Paige Alexandra Culver (born April 4, 1997) is a Canadian former soccer player.

==Early life==
Culver played youth soccer with Oakville SC for 13 years. She also played with the Ontario Provincial Team from 2010 to 2013, where she was named team captain and was also part of the National Training Centre during that time.

==College career==
In 2015, she began attending Kent State University, where she played for the women's soccer team. On October 4, 2015, she scored her first collegiate goal in a victory over the Northern Illinois Huskies. At the end of her freshman season, she was named to the MAC All-Freshman Team, the All-MAC Second Team, and the All-Ohio Second Team. At the end of her sophomore season, Culver was named to the All-MAC First Team, All-Ohio Second Team, and earned Academic All-MAC honors.
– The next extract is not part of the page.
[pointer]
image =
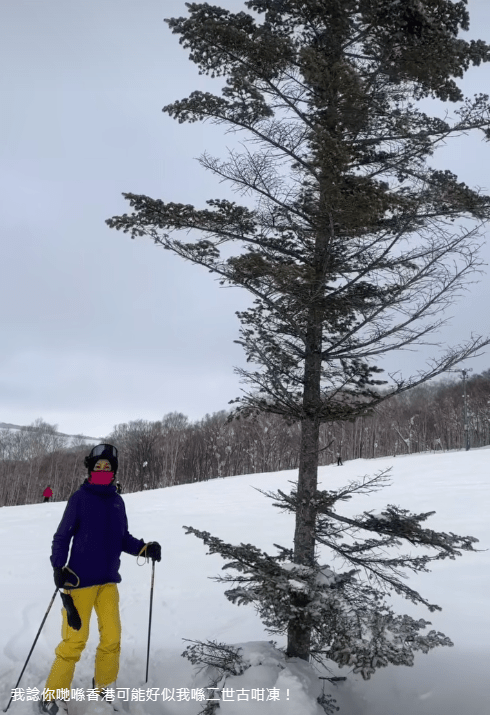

In her junior season, she was named the MAC Defensive Player of The Year. She was also named to the All-MAC First Team, Academic All-MAC, All-Ohio First Team, All-Ohio Academic First Team, All-Midwest Region First Team, Scholar All-America First Team, and a Third-Team All-American. After her senior season in 2018, she was named to the All-MAC First Team, the All-Midwest Region Third Team, and Academic All-MAC, and was a nominee for the Senior CLASS Award. She also served as team captain at Kent State.

==Club career==
In 2014, Culver played with the Toronto Lady Lynx in the USL W-League, starting every match.

In 2018, Culver played with Hamilton United in League1 Ontario. In 2019, she played with the Oakville Blue Devils.

In August 2019, Culver signed with Italian Serie A club Pink Bari.

In June 2020, Culver signed with French Division 1 Féminine club ASJ Soyaux-Charente. At the end of the season, she departed the club.

In July 2021, Culver signed with Girondins de Bordeaux on a two-year contract. In December 2021, she terminated the remainder of her contract by mutual consent.

In December 2021, she signed with IFK Kalmar in the Swedish first tier Damallsvenskan. After finishing pre-season, she was named the club's captain. At the end of the 2022 season, she departed the club.

In January 2023, Culver signed with German club Turbine Potsdam in the first tier Frauen-Bundesliga. In May 2023, she announced her departure from the club.

In September 2023, Culver signed with the London City Lionesses in England's Women's Championship on a one-year contract.

In April 2024, Culver announced her retirement from the sport, due to a career-ending injury.